Directed by Nidhal C. Bouaynaya, Ph.D., Rowan’s Machine & Artificial Intelligence Virtual Reality Center (MAVRC) aims to create realistic and immersive VR environments that seamlessly adapt and respond to user interactions in real time. The center’s multimillion-dollar project with the U.S. Army Picatinny Arsenal already incorporates machine learning to speed the development of a combat simulation system, which uses AI to sense the environment and recommend responses to its users.
That’s just one example of an endless number of possible uses for the center’s technology, Bouaynaya noted.
“We’re pushing the boundaries of what’s possible at the intersection of artificial intelligence and mixed reality,” Bouaynaya said. “This is a powerful tool with great potential for many industries, from manufacturing and transportation to health care and marketing.”
The center’s capabilities were on full display during a Sept. 22 demonstration at the Samuel H. Jones Innovation Center in Mantua Twp. attended by more than 100 guests with representatives from more than 25 prominent organizations, such as Deloitte, Lockheed Martin, Siemens, iWorks Corporation, Airborne Tactical Advantage Company, Parts Life, Inc., and IBIS Corporation.
Federal and state agencies were also well-represented, with attendees from the U.S. Army Picatinny Arsenal, Naval Surface Warfare Center, the Federal Aviation Administration, Transportation Security Laboratory with the Department of Homeland Security, and the New Jersey Commission on Science, Innovation and Technology.

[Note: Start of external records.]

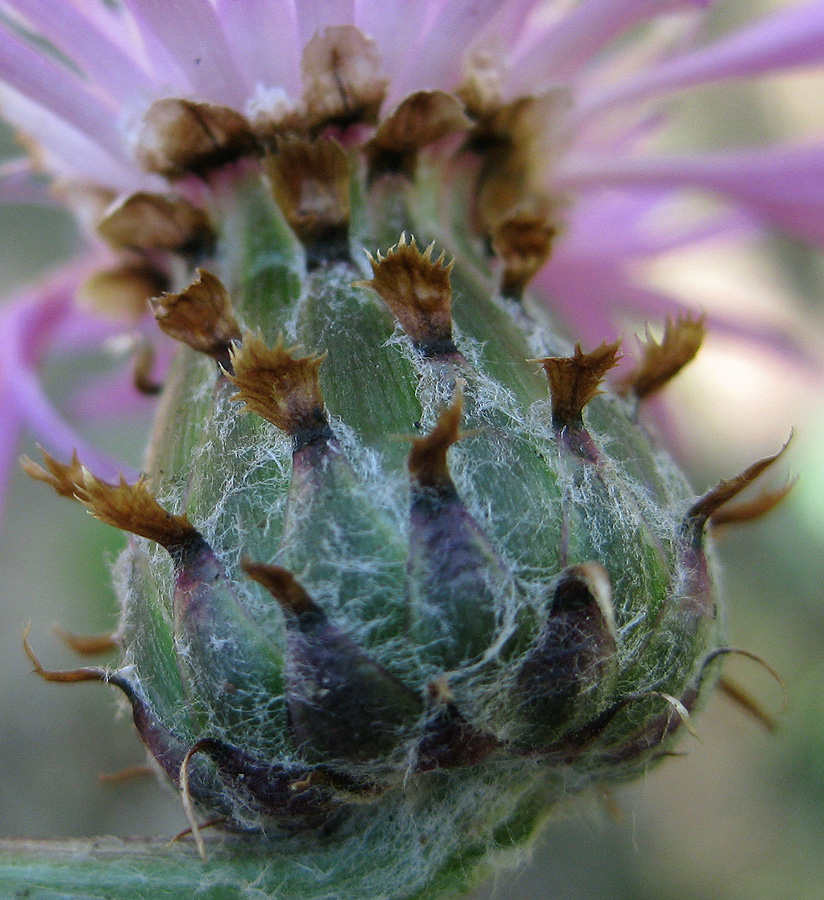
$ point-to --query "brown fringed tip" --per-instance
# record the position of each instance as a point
(122, 292)
(310, 181)
(420, 119)
(281, 584)
(706, 507)
(145, 221)
(575, 380)
(417, 290)
(427, 458)
(280, 386)
(181, 137)
(342, 81)
(515, 142)
(200, 316)
(130, 507)
(662, 361)
(523, 241)
(750, 510)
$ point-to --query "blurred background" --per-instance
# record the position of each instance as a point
(740, 816)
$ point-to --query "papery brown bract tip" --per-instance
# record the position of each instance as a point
(67, 676)
(278, 385)
(181, 137)
(427, 458)
(417, 290)
(523, 241)
(751, 510)
(575, 380)
(420, 119)
(707, 506)
(200, 316)
(146, 222)
(342, 81)
(130, 507)
(310, 181)
(122, 292)
(281, 584)
(662, 361)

The event fostered collaborations with other N.J. universities and nonprofit organizations like Bancroft and Edge Inc., highlighting the center's extensive network and potential for impactful partnerships.

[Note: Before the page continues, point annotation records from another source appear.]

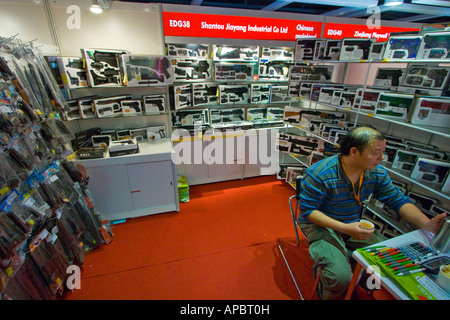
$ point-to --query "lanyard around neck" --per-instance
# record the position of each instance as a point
(357, 196)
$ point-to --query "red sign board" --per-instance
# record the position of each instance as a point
(236, 27)
(342, 30)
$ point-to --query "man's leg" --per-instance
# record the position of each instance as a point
(327, 249)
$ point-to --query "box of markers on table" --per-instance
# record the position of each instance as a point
(404, 267)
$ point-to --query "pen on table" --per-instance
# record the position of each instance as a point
(397, 264)
(408, 266)
(410, 272)
(388, 253)
(376, 251)
(393, 257)
(374, 248)
(401, 261)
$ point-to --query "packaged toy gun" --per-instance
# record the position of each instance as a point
(435, 45)
(402, 47)
(188, 50)
(355, 49)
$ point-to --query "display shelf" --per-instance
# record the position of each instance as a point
(378, 212)
(378, 61)
(312, 134)
(421, 184)
(445, 132)
(400, 173)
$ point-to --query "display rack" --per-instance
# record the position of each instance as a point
(376, 212)
(48, 219)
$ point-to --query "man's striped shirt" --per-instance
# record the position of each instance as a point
(326, 188)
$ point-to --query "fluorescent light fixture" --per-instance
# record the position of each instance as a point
(392, 3)
(100, 6)
(96, 9)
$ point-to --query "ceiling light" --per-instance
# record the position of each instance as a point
(96, 9)
(392, 3)
(100, 6)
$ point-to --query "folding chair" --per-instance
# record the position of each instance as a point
(294, 214)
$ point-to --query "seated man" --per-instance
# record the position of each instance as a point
(333, 191)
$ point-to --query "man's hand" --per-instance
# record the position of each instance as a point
(355, 231)
(434, 224)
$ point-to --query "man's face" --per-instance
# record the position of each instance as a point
(372, 155)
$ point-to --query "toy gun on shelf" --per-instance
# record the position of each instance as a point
(233, 54)
(392, 74)
(232, 114)
(102, 111)
(240, 91)
(236, 68)
(194, 50)
(273, 68)
(152, 68)
(109, 76)
(156, 102)
(199, 68)
(353, 46)
(108, 57)
(322, 114)
(187, 117)
(132, 105)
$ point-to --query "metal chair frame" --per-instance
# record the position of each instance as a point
(294, 214)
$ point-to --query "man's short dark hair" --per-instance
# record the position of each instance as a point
(360, 138)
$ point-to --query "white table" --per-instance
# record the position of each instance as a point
(414, 236)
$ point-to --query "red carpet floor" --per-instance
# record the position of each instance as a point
(222, 245)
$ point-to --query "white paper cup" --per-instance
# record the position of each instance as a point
(366, 224)
(443, 280)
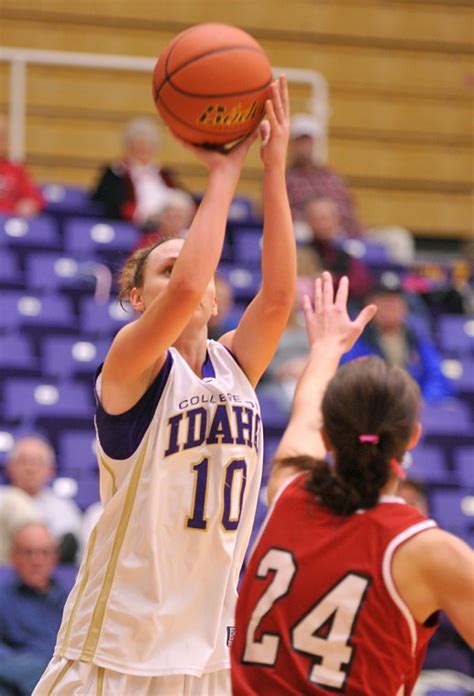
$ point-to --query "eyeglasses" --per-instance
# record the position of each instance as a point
(30, 552)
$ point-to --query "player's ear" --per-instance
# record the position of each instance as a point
(415, 436)
(326, 441)
(136, 300)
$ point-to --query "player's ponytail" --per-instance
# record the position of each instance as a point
(369, 414)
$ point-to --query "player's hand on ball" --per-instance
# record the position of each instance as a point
(275, 131)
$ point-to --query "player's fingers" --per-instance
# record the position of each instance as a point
(264, 132)
(276, 100)
(342, 293)
(365, 316)
(270, 112)
(328, 290)
(285, 101)
(318, 296)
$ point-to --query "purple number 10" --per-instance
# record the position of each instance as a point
(232, 505)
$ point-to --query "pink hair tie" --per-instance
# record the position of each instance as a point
(369, 438)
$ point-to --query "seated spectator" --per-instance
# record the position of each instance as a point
(390, 337)
(16, 509)
(322, 217)
(173, 220)
(30, 465)
(136, 188)
(18, 193)
(31, 606)
(307, 175)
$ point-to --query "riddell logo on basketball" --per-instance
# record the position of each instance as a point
(216, 114)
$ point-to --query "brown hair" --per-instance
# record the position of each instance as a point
(131, 275)
(365, 397)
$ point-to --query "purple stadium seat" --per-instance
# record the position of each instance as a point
(24, 309)
(26, 234)
(451, 509)
(70, 200)
(465, 466)
(66, 356)
(245, 282)
(11, 275)
(455, 334)
(86, 237)
(64, 574)
(103, 319)
(16, 355)
(76, 452)
(273, 415)
(56, 271)
(28, 399)
(446, 418)
(427, 465)
(248, 247)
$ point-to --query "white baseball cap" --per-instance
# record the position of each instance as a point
(304, 124)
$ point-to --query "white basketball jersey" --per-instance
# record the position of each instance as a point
(156, 590)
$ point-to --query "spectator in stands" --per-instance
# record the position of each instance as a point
(19, 195)
(324, 222)
(31, 606)
(390, 337)
(173, 220)
(16, 509)
(136, 187)
(30, 465)
(307, 175)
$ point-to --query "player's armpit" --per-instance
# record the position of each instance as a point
(435, 571)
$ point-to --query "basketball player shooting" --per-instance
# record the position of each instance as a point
(180, 453)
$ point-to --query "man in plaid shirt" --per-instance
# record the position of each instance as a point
(307, 177)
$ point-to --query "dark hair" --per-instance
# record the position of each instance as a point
(365, 397)
(131, 275)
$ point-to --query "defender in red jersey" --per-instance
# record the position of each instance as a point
(345, 580)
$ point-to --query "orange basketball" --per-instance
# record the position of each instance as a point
(210, 84)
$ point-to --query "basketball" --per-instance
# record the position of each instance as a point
(210, 84)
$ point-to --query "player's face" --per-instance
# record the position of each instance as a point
(157, 274)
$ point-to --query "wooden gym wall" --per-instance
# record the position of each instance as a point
(400, 75)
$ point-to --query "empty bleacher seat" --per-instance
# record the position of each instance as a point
(67, 356)
(103, 318)
(427, 465)
(455, 334)
(17, 355)
(11, 275)
(108, 240)
(29, 399)
(29, 234)
(24, 309)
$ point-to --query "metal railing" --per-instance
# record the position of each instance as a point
(20, 58)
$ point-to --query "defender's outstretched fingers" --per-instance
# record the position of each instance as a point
(342, 293)
(328, 290)
(364, 316)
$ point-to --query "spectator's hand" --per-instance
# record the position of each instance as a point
(275, 132)
(328, 320)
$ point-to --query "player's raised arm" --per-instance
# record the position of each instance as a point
(169, 285)
(331, 333)
(255, 340)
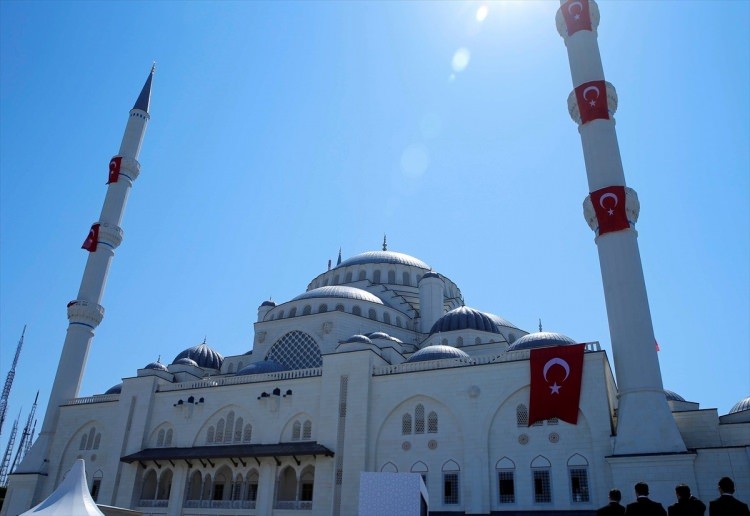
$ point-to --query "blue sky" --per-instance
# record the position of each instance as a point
(282, 131)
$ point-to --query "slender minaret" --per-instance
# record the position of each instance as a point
(86, 312)
(644, 421)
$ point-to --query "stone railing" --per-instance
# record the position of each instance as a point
(99, 398)
(237, 380)
(447, 363)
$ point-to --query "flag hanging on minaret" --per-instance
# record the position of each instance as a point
(556, 376)
(92, 240)
(609, 206)
(114, 169)
(592, 101)
(577, 15)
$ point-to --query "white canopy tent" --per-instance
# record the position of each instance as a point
(71, 497)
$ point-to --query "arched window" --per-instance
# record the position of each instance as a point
(307, 430)
(432, 423)
(238, 430)
(230, 427)
(165, 485)
(506, 484)
(220, 431)
(148, 488)
(406, 424)
(419, 419)
(522, 415)
(451, 483)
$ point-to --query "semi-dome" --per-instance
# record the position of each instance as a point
(264, 366)
(341, 292)
(157, 366)
(464, 318)
(673, 396)
(741, 406)
(115, 389)
(203, 355)
(436, 352)
(362, 339)
(541, 339)
(384, 257)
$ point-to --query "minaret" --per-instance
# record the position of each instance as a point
(86, 312)
(644, 421)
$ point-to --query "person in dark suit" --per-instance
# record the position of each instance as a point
(686, 505)
(727, 504)
(643, 506)
(613, 508)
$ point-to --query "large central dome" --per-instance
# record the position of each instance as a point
(384, 257)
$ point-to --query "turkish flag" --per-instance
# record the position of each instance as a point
(556, 374)
(577, 15)
(592, 101)
(609, 206)
(114, 169)
(92, 239)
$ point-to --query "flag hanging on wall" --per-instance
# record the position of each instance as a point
(556, 375)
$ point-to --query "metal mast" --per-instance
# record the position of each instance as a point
(9, 381)
(8, 452)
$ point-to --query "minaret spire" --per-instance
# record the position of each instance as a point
(85, 312)
(611, 210)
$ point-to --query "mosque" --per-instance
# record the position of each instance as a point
(378, 365)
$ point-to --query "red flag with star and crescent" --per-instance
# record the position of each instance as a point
(556, 375)
(92, 240)
(114, 169)
(609, 206)
(592, 101)
(577, 15)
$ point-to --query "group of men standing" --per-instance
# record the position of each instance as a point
(687, 505)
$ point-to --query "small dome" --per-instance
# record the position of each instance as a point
(158, 366)
(115, 389)
(436, 352)
(542, 339)
(673, 396)
(741, 406)
(341, 292)
(356, 338)
(203, 356)
(464, 318)
(264, 366)
(384, 257)
(185, 361)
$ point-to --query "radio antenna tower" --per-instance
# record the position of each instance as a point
(23, 446)
(9, 382)
(8, 452)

Attendees entered the center’s 10-sided Cave Automatic Virtual Environment (CAVE) system, where they were surrounded by a futuristic combat scene depicting military vehicles. In this scenario, an AI system actively monitored and responded to emerging threats in real time, providing an engaging and immersive experience.
George Lecakes, Ph.D., the center’s director of virtual reality, showed viewers how the system immerses its users in a mixed-reality environment, reacting fluidly to their decisions and physical responses in real time, while also detecting incoming threats.

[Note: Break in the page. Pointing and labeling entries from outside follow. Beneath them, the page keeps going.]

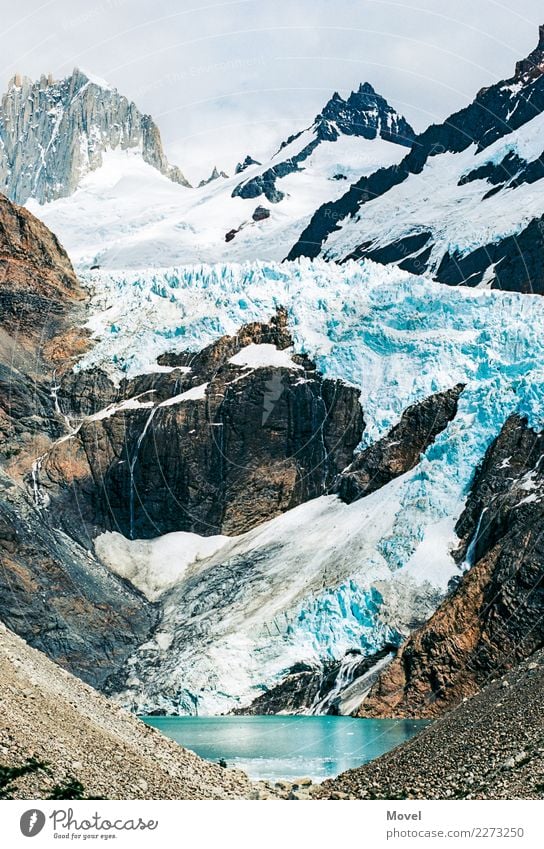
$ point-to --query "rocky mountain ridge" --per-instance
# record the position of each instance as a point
(447, 208)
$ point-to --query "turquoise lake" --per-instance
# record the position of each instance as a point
(273, 747)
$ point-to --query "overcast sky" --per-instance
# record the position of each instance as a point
(223, 79)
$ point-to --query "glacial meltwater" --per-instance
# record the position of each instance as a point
(273, 747)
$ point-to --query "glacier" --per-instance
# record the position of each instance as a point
(460, 216)
(325, 577)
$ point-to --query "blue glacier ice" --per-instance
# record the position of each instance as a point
(363, 570)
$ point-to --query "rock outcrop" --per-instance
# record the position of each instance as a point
(490, 747)
(53, 592)
(52, 133)
(417, 221)
(493, 619)
(365, 113)
(401, 449)
(222, 443)
(48, 715)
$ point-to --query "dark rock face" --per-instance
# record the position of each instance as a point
(241, 166)
(493, 619)
(365, 113)
(495, 112)
(246, 446)
(401, 449)
(60, 598)
(260, 213)
(53, 592)
(40, 303)
(306, 688)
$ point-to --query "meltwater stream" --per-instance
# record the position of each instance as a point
(274, 747)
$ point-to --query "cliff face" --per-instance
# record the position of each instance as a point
(52, 133)
(217, 446)
(493, 620)
(53, 592)
(401, 450)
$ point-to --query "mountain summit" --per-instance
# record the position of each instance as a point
(365, 114)
(52, 133)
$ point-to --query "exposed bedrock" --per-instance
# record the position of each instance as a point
(493, 619)
(401, 449)
(212, 446)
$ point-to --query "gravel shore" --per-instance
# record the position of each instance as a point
(50, 715)
(490, 747)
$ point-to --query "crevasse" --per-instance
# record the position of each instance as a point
(336, 576)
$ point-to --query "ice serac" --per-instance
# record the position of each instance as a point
(365, 114)
(464, 205)
(53, 133)
(324, 578)
(493, 619)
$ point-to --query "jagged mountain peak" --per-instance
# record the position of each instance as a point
(533, 64)
(54, 132)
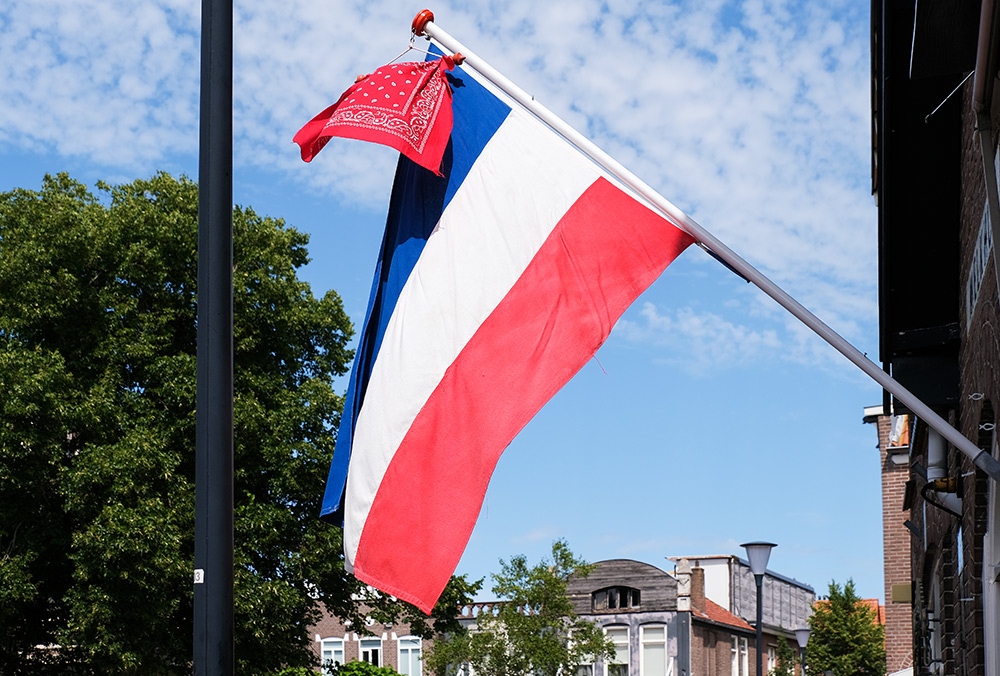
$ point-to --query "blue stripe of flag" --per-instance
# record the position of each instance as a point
(418, 200)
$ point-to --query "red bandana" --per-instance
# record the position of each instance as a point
(406, 106)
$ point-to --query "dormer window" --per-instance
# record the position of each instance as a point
(614, 598)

Developed as a simulation environment to enhance the operational evaluation of military designs in a secure, immersive, smart and robust arena, such simulated environments also serve as invaluable training grounds for AI models, speeding their learning processes and refining their capabilities, said Bouaynaya, associate dean for research and graduate studies, and professor of electrical and computer engineering in the Henry M. Rowan College of Engineering.
MAVRC is capable of much more, Bouaynaya noted, since machine-driven algorithms and models can generate their own virtual environments, greatly speeding the production of unlimited amounts of data.
Merging machine learning and artificial intelligence with virtual reality is “a very good way to generate data to train AI,” Bouaynaya said.
“AI is data hungry,” Bouaynaya said. “The more examples you show it, the better it learns.”
With facilities at the South Jersey Technology Park in Mantua Twp. and the Joint Health Sciences Center in Camden, the research center features virtual reality systems designed to immerse multiple users in virtual and mixed-reality environments.
The Camden site features a four-sided CAVE system with room for up to four people wearing stereoscopic glasses to explore data projected onto its walls and floor. An infrared tracking system pinpoints users’ locations within the system, so the information projected on the screens also moves in response to users’ actions.
The Mantua system can accommodate up to 15 users for exploring simulated environments, data, live feeds and video conferencing.